The concern I should be feeling at this point hadn’t set in yet, that would come the next morning when my doctor arrived at the hospital. My first question: “large mass means what?”. I’m a visual person, I needed to know what we were dealing with. Answer: “10cm or so, it’s a complex/dermoid cyst, nothing to worry about, it will be removed and you shouldn’t have any problems. We’ll biopsy it just to be safe. Oh, and I’ll draining the other cyst in your left ovary, it’s about 6cm but appears to be only fluid”. Do what?!? I have not one, but 2 cysts of substantial size on each of my ovaries…I was now worried. I spent two more nights in the hospital, to be released to rest at home for two days before returning for surgery on January 11th.
Now, I’ve had several surgeries, no big deal – they’ll go in, remove what they need to and be on my way. I was worried, really worried. You see, I’d returned from a trip on December 31st and told my mother on January 1st that I was having genetic testing done to make sure I didn’t have a Breast Cancer gene since my grandmother on my Dad’s side is a Breast Cancer survivor, something was telling me I needed to have this done.

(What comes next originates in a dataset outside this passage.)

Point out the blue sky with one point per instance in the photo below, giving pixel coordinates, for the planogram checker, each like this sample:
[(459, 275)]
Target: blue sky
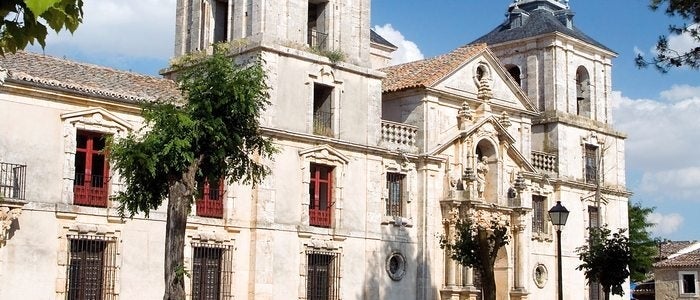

7:30am on January 11th I headed back for surgery, the same time I was supposed to be boarding a plane for Denver with my children for MLK weekend, their first time snow skiing. Surgery went as planned, nothing looked out of the norm, I should have the results by the end of the day on Friday, January 13th. …the 13th came and went, as did the 16th. The morning of the 17th I texted Dr. McDonald to see if she’d heard anything…the response, “I’m giving them until after lunch and then I’m going to see what I can find out, I’ll keep you posted”…18th, nothing.
Morning of the 19th I rode with my Mom to take the children to school, wished one of my closest friends a happy birthday and safe travels, and told myself I’d give her until 1pm, then I was going to text again…she beat me to the punch.
When a doctor starts a phone call with “How are you feeling?” and not “I have good news” you know things aren’t headed in the right direction. Although I can’t remember word for word what she said, it went something like this… “honey, I have some bad news. I’ve been contemplating all morning if I should have you come in or call you on the phone. You have Ovarian Cancer and we need to get you to an Oncologist soon…” No matter how much you prepare yourself for the news, you’re not prepared. I asked her to give me a second and I cried (more like sobbed), took a deep breath and started listening and asking questions….then I sat in the kitchen and waited for my Mom to get back.